The Janatha Vimukthi Peramuna, quite independently expressing some degree of reservation about the Resolution in its original form, wished to have time to consider the amendments already submitted and to decide on their own course of action.

In this state of things, the next development was hardly helpful.  Responding to a public comment of mine suggesting the need for flexibility with regard to the Resolution in order to allow the process to move forwarded constructively, the Prime Minister’s Office, in a media release, announced that there would be no amendment at all to the Resolution.  The categorical and uncompromising tenor of this assertion contrasted strikingly with the obvious complexities of the unfolding situation.  

IV Implications for the Substance of Constitutional Reform

An event of the first importance occurred when Parliament met on Tuesday 12th January.  This was the statement delivered on the floor of the House by Minister Susil Premajayantha.

Making emphatic reference to the election manifesto of President Maithripala Sirisena, and insisting that the national mandate is that of President Sirisena, he underlined a salient feature of the President’s declared approach to constitutional reform.  He reminded the House and the country that the President’s pledge was to undertake and to carry through to conclusion, such constitutional reforms as were capable of being effected without resorting to a referendum.  The President’s commitment, then, in keeping with his social compact with the nation, is to give leadership to a constitutional reform process operating within these confines and extending no further.

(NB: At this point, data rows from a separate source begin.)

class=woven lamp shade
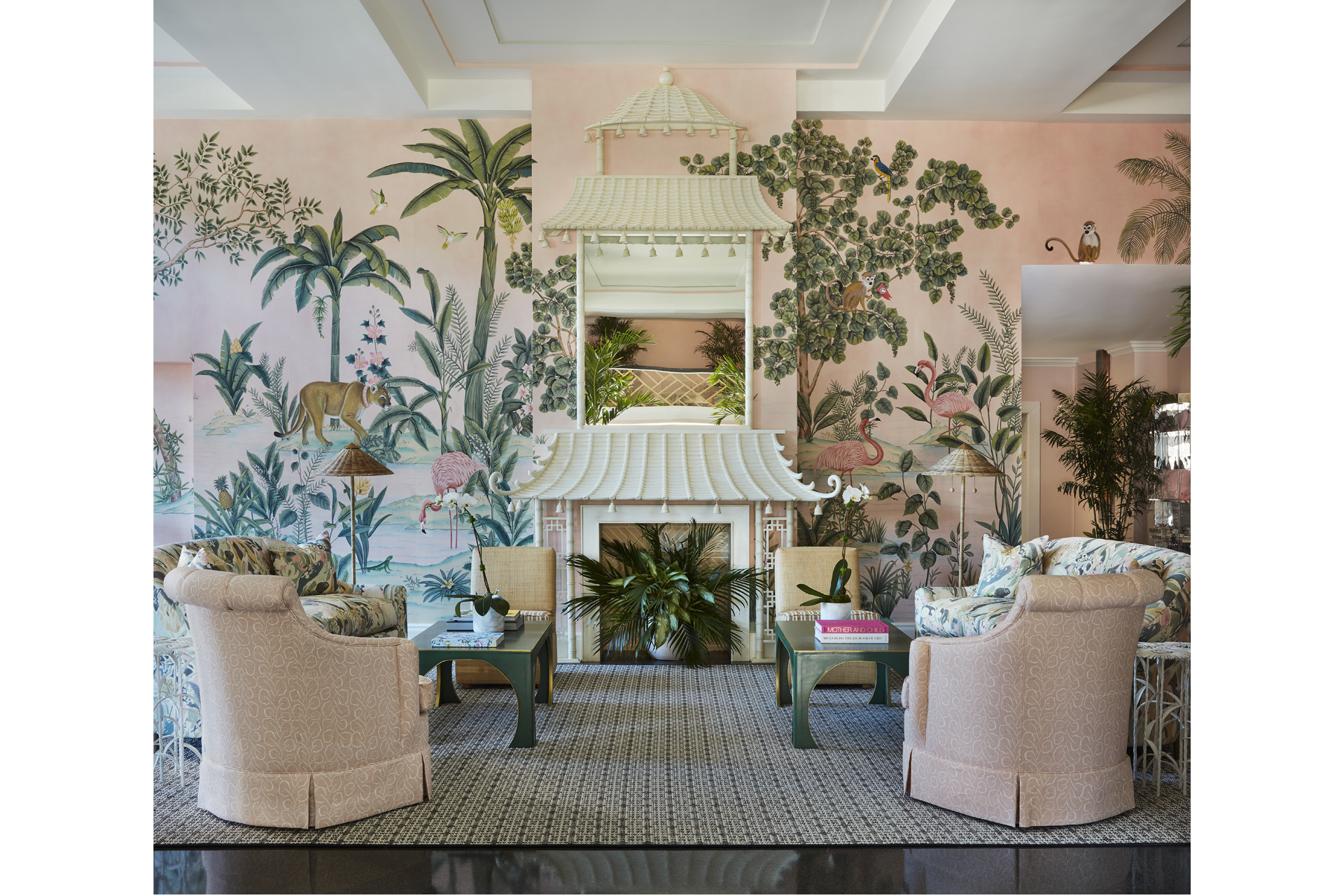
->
[318,444,393,475]
[929,444,1004,475]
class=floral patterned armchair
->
[153,538,406,738]
[914,538,1189,642]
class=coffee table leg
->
[793,654,836,748]
[868,662,891,706]
[496,653,536,747]
[434,659,461,706]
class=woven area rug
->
[155,664,1189,846]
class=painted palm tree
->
[370,118,532,426]
[1116,130,1189,265]
[253,211,412,383]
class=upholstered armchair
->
[774,548,879,688]
[900,570,1163,827]
[453,548,555,685]
[164,567,434,827]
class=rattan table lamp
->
[318,443,393,587]
[929,443,1004,589]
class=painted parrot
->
[872,156,897,203]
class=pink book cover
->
[816,620,890,634]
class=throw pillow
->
[976,535,1050,601]
[270,538,336,598]
[187,548,228,573]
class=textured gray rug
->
[155,665,1189,846]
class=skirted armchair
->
[453,548,555,685]
[774,548,879,688]
[900,570,1163,827]
[162,567,434,827]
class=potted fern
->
[566,520,764,668]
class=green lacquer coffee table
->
[412,620,555,747]
[774,621,910,747]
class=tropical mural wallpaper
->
[153,94,1177,624]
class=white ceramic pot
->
[649,638,682,659]
[472,607,504,633]
[821,601,853,620]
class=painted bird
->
[872,156,897,203]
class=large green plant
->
[1040,371,1175,541]
[192,321,260,414]
[1116,130,1189,265]
[155,130,323,286]
[368,118,532,426]
[253,209,412,383]
[681,121,1020,440]
[583,330,657,424]
[566,520,764,666]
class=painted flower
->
[840,485,871,505]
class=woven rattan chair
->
[454,548,555,685]
[774,548,878,688]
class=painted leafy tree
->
[155,130,323,286]
[1116,130,1189,265]
[681,121,1020,440]
[504,243,578,419]
[368,118,532,426]
[253,209,412,383]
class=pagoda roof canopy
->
[491,426,841,501]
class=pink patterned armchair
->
[164,567,434,827]
[902,570,1163,827]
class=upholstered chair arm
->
[164,568,422,771]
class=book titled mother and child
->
[812,620,891,643]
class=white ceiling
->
[1021,265,1191,360]
[155,0,1189,121]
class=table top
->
[774,620,910,653]
[412,620,555,653]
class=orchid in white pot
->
[798,485,871,620]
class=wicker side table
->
[1130,640,1189,794]
[155,638,200,783]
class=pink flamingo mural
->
[421,451,486,547]
[916,361,976,435]
[812,416,883,485]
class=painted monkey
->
[1046,220,1100,265]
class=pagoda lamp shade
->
[318,444,393,587]
[929,444,1005,589]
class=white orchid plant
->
[798,485,872,607]
[434,491,508,617]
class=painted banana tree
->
[253,211,412,383]
[368,118,532,426]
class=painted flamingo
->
[421,451,486,547]
[812,416,882,485]
[916,361,976,435]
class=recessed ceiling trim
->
[421,0,897,70]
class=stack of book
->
[428,631,504,648]
[444,610,523,631]
[813,620,891,643]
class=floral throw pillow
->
[976,535,1050,601]
[270,539,336,598]
[186,548,228,573]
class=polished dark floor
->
[155,845,1189,893]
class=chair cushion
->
[306,594,396,638]
[270,538,336,598]
[916,595,1014,638]
[976,535,1050,601]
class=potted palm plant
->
[798,485,869,620]
[566,520,764,668]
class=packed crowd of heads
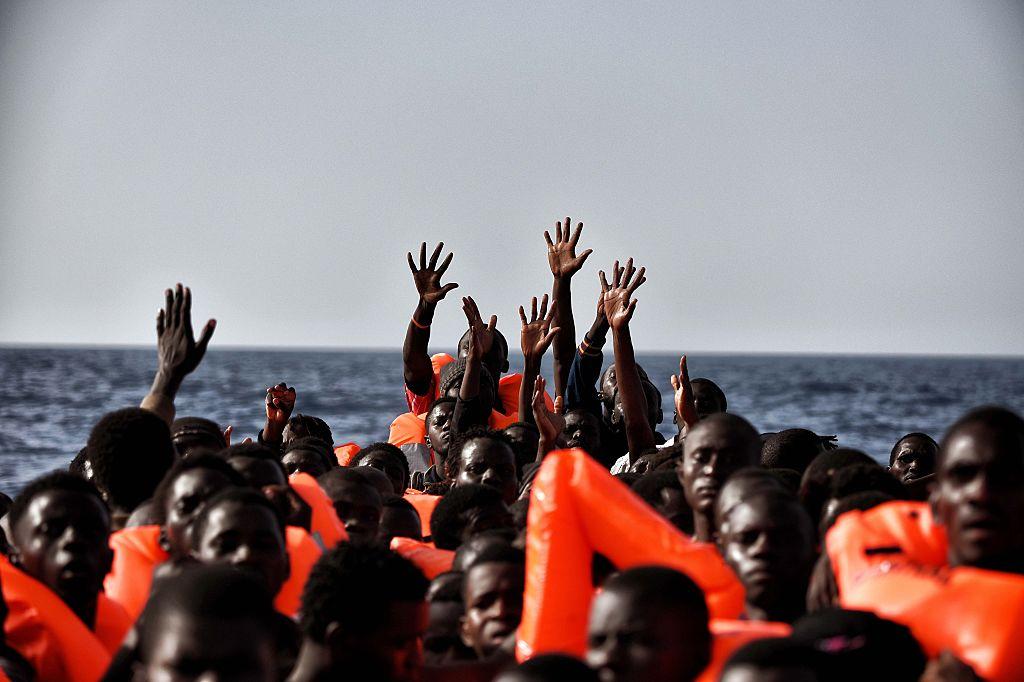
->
[0,218,1024,682]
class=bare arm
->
[401,242,459,395]
[601,258,655,458]
[139,283,217,426]
[544,217,593,399]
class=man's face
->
[889,436,939,483]
[12,491,114,614]
[164,469,231,556]
[191,502,290,594]
[562,410,601,456]
[138,611,276,682]
[586,590,708,682]
[677,421,759,515]
[932,422,1024,570]
[456,438,519,505]
[719,495,814,609]
[461,562,524,658]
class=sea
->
[0,347,1024,496]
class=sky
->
[0,0,1024,355]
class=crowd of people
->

This approach, linked to the mandate sought and obtained at the Presidential Election of January 2015, is diametrically at variance with the Prime Minister’s Resolution.  Paragraph 24 of the latter expresses the intent “to repeal and replace the Constitution as a whole in terms of Article 75(b) and Article 120(b) of the Constitution”.  But this is precisely what the presidential manifesto, in specific terms, declines to do.  The cornerstone of the latter approach is selectivity, in that the thrust of the initiative is to reduce the total exercise to its constituent elements, action in respect of each component being identified in relation to the applicability or otherwise of the referendum requirement.

V Conclusion

Constitutional change is an urgent necessity, and there is a simple way forward if the current initiative is sincerely intended to produce actual results within a reasonable time-frame.  The practicality of this hinges on two basic questions being formulated and honest, clear-cut answers being given to each of these questions.  

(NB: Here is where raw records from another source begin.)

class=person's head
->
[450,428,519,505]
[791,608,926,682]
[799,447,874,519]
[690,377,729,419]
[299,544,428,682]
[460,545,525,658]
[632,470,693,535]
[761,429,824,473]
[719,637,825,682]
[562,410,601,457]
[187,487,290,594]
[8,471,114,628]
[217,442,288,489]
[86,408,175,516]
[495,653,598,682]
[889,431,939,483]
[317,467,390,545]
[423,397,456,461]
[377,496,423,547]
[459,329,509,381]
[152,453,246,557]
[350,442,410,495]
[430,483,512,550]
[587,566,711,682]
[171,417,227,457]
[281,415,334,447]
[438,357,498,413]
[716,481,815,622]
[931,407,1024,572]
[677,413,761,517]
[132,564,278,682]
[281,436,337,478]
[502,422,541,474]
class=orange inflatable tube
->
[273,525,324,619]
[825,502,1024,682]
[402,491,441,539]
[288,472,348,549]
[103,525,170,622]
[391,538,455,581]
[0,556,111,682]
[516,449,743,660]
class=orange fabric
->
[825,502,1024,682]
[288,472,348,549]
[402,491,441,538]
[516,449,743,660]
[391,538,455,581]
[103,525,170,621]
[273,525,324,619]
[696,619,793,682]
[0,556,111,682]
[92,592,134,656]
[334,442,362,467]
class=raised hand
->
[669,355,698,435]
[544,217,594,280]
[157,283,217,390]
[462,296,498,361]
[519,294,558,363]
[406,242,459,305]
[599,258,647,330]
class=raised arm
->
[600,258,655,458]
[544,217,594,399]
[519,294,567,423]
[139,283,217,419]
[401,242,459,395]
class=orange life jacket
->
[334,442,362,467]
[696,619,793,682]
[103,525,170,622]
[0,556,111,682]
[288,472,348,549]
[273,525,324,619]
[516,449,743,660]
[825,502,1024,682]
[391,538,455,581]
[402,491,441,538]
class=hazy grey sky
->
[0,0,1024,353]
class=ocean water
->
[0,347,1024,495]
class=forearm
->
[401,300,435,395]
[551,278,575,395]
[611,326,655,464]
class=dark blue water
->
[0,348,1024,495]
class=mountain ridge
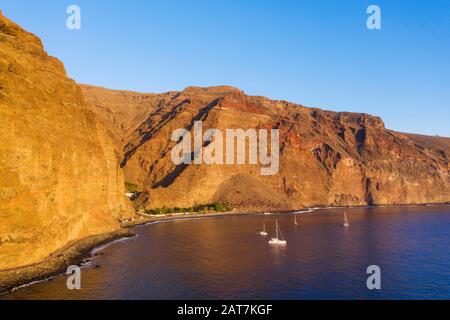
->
[82,85,450,210]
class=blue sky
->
[0,0,450,137]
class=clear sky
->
[0,0,450,137]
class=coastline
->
[0,203,450,295]
[0,228,134,295]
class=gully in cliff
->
[172,121,280,176]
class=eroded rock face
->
[0,14,134,270]
[83,87,450,210]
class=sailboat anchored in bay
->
[258,221,267,237]
[269,220,287,246]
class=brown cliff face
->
[83,86,450,210]
[0,14,133,270]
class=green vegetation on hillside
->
[145,202,233,215]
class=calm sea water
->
[0,207,450,299]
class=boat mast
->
[275,220,279,239]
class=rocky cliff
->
[0,13,133,270]
[83,86,450,210]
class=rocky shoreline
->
[0,229,134,294]
[0,203,450,295]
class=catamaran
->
[269,220,287,246]
[258,221,267,237]
[342,211,350,228]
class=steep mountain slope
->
[0,14,133,270]
[83,86,450,210]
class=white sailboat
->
[269,220,287,246]
[342,211,350,228]
[258,221,267,237]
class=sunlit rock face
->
[0,14,134,270]
[82,86,450,210]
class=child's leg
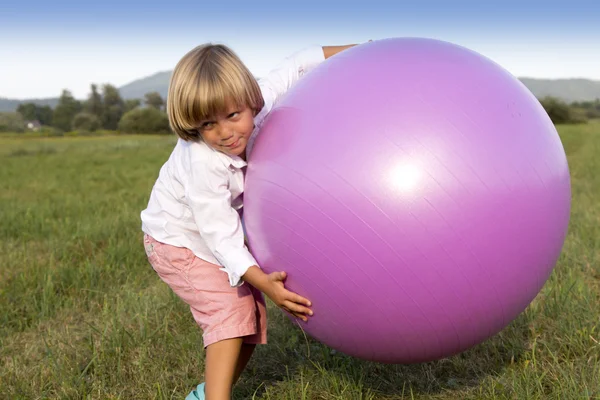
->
[204,338,242,400]
[144,236,267,400]
[233,343,256,385]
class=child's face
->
[198,102,254,156]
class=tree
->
[52,89,82,131]
[144,92,165,110]
[124,99,142,113]
[119,107,170,134]
[72,111,100,132]
[85,83,104,120]
[17,103,53,125]
[102,84,125,130]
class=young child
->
[141,39,354,400]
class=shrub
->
[118,107,171,134]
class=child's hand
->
[264,272,313,322]
[243,266,313,322]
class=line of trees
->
[0,84,600,135]
[0,84,170,134]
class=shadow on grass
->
[235,309,530,399]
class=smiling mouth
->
[223,138,240,149]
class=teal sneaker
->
[185,382,205,400]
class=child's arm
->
[323,43,357,59]
[242,266,313,321]
[186,156,312,321]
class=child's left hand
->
[243,266,313,322]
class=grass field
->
[0,123,600,400]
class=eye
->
[199,121,214,130]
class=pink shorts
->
[144,235,267,347]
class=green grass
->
[0,123,600,400]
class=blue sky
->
[0,0,600,99]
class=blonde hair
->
[167,43,264,141]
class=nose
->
[219,122,234,142]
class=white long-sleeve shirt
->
[141,46,325,287]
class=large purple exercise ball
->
[244,38,571,363]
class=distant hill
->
[519,78,600,103]
[119,71,173,99]
[0,71,600,111]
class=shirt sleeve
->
[186,157,258,287]
[259,46,325,108]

The first question is whether the Government intends to have the present Constitution superseded in toto by a new and complete Constitution, or whether amendment of selected areas of the present Constitution is the preferred option.  If it is the latter, a second question calls for a candid and definitive answer:  whether amendments will be formulated only to those provisions which are capable of amendment without a referendum, or whether it is the intention of the Government to extend the reform effort to provisions which require a referendum as a compulsory condition of repeal or amendment.  This is a political judgment call which needs to be taken to dispel the prevailing uncertainty and confusion.  

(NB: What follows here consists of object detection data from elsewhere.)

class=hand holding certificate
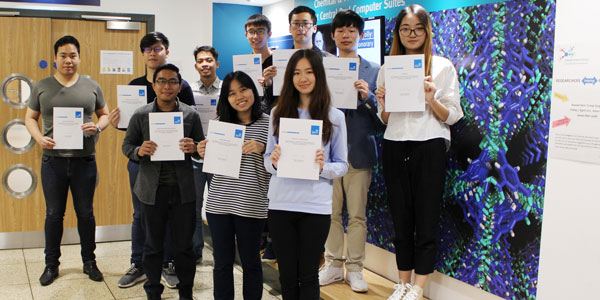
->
[52,107,83,150]
[148,112,185,161]
[384,54,425,112]
[117,85,147,128]
[323,57,359,109]
[277,118,323,180]
[202,120,246,178]
[233,54,263,96]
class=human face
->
[293,58,316,96]
[396,13,427,54]
[290,12,317,45]
[152,69,181,102]
[142,42,169,70]
[194,51,219,78]
[54,44,81,76]
[331,26,364,52]
[227,79,254,113]
[246,25,271,50]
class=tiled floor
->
[0,241,281,300]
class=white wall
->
[0,0,213,81]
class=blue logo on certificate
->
[235,129,242,139]
[415,59,423,69]
[310,125,319,135]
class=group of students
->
[26,5,463,300]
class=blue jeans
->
[41,155,97,266]
[192,162,212,259]
[127,160,174,266]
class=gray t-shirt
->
[29,75,106,157]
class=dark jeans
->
[206,213,266,300]
[142,186,196,299]
[383,138,446,275]
[127,160,174,266]
[269,210,331,300]
[192,162,212,258]
[41,155,97,266]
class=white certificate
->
[148,112,185,161]
[52,107,83,150]
[233,54,263,96]
[202,120,246,178]
[117,85,148,128]
[194,93,219,136]
[323,57,360,109]
[277,118,323,180]
[384,54,425,112]
[273,49,298,96]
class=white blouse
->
[377,56,464,141]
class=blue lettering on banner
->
[235,129,242,139]
[415,59,423,69]
[310,125,319,135]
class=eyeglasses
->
[156,78,179,86]
[290,23,313,30]
[398,27,425,37]
[144,46,165,53]
[246,28,267,35]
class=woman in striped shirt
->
[198,71,270,300]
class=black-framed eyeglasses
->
[156,78,179,86]
[144,46,165,53]
[398,27,425,37]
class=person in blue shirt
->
[264,49,348,300]
[319,10,381,292]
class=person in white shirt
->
[375,4,463,300]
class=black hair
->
[194,46,219,61]
[331,9,365,35]
[217,71,263,124]
[244,14,271,32]
[140,31,169,53]
[54,35,79,56]
[288,5,317,25]
[152,64,181,84]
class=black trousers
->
[142,186,196,299]
[383,138,446,275]
[269,210,331,300]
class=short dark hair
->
[244,14,271,32]
[331,9,365,35]
[217,71,263,124]
[140,31,169,53]
[288,5,317,25]
[54,35,79,56]
[152,64,181,84]
[194,46,219,61]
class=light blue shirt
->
[265,107,348,215]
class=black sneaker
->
[117,264,146,288]
[83,261,103,281]
[40,266,58,286]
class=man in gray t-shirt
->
[25,36,108,285]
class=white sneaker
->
[402,285,423,300]
[346,272,369,293]
[388,282,412,300]
[319,263,344,285]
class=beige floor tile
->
[0,263,29,286]
[0,249,25,265]
[0,283,33,300]
[31,277,115,300]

The core of the problem is this: when there is a straightforward way of enacting, and implementing on the ground, constitutional changes for which there is a broad spectrum of support in the country, why does the Resolution choose to embroil the government in needless difficulties of its own making?  It is this inexplicable behaviour that justifies the construction that the true purposes underpinning the Resolution may well be different from the professed objectives.